Published NNT databases and calculators assist clinical application. TheNNT.com provides evidence-based NNT values for common interventions, color-coded by whether benefits clearly outweigh harms. Many electronic medical records now incorporate NNT into clinical decision support, presenting this figure alongside prescribing recommendations.
TakeawayUse NNT to structure treatment conversations around concrete probabilities rather than abstract percentages—it transforms statistical evidence into terms patients can meaningfully weigh against their own values.
NNT strips away the statistical decoration that often obscures treatment evidence. By answering 'how many must be treated for one to benefit,' it forces honest reckoning with what interventions actually accomplish.

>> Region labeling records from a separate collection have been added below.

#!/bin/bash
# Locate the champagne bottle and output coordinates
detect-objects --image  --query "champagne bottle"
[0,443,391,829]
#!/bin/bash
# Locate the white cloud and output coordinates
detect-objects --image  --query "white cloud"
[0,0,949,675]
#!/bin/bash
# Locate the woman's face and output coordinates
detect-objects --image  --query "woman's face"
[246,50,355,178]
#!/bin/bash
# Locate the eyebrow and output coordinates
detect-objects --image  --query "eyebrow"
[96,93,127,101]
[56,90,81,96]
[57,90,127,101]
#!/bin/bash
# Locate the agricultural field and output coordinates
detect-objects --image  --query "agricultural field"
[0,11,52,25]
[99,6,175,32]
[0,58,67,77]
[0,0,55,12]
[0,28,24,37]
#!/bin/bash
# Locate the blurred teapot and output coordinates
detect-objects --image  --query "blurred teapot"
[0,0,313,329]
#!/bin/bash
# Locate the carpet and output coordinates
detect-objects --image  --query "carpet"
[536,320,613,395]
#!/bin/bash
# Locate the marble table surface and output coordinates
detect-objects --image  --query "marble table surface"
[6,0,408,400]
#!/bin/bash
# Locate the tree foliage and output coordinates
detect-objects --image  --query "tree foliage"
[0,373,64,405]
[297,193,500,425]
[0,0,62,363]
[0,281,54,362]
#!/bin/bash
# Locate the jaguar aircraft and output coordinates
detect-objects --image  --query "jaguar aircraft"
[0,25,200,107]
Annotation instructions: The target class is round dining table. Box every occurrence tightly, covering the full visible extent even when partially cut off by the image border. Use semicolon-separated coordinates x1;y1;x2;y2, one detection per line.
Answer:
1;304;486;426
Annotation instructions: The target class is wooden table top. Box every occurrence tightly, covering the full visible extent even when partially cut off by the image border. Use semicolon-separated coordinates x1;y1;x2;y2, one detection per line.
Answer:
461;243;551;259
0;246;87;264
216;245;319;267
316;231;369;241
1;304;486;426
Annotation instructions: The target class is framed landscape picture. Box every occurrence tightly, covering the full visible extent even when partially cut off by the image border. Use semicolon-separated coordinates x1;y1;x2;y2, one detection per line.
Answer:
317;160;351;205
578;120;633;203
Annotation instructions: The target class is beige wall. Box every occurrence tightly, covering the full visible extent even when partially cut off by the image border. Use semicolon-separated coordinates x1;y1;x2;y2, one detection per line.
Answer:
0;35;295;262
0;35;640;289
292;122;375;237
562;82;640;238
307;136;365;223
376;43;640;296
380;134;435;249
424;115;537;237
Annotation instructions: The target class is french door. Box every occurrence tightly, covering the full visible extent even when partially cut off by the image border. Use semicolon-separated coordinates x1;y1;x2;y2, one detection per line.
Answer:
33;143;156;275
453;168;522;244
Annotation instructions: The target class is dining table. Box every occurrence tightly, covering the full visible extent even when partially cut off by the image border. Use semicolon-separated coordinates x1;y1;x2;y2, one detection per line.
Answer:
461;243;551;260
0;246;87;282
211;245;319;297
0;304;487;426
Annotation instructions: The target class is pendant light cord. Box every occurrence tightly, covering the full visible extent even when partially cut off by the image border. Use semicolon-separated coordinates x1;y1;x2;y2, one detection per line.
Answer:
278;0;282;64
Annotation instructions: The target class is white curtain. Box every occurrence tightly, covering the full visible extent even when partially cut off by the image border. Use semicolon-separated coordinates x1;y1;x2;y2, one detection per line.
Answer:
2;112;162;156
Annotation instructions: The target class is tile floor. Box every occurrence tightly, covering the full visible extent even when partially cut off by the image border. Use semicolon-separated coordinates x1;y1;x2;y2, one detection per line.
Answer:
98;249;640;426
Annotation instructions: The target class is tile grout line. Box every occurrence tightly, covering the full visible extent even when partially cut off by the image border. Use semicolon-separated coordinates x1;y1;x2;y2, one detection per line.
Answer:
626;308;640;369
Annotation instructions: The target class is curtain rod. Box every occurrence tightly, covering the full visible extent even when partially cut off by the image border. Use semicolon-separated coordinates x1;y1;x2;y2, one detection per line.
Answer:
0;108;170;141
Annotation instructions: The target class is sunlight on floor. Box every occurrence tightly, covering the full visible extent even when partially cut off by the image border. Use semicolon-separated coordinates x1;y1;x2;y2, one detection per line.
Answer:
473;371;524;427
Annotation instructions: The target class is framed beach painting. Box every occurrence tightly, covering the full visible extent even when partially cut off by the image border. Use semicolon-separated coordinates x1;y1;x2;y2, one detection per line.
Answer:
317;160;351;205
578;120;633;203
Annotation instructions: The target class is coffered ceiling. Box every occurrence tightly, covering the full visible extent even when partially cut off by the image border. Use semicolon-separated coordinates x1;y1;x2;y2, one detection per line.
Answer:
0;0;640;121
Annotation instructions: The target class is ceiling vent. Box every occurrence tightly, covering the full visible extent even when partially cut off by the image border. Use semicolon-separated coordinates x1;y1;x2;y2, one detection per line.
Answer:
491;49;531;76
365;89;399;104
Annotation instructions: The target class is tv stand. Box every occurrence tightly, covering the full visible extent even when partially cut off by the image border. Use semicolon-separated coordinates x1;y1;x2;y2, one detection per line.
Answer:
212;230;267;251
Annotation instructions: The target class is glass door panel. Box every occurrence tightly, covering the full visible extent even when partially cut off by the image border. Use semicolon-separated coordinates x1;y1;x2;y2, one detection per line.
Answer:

This metric doesn't make decisions—it clarifies them. The same NNT can support either treating or withholding depending on context, alternatives, and values. What changes is the quality of reasoning behind the choice.
Fluency with NNT marks sophisticated engagement with medical evidence. It protects against being swayed by dramatic-sounding relative reductions while missing modest absolute benefits. Every treatment decision improves when this single number enters the conversation.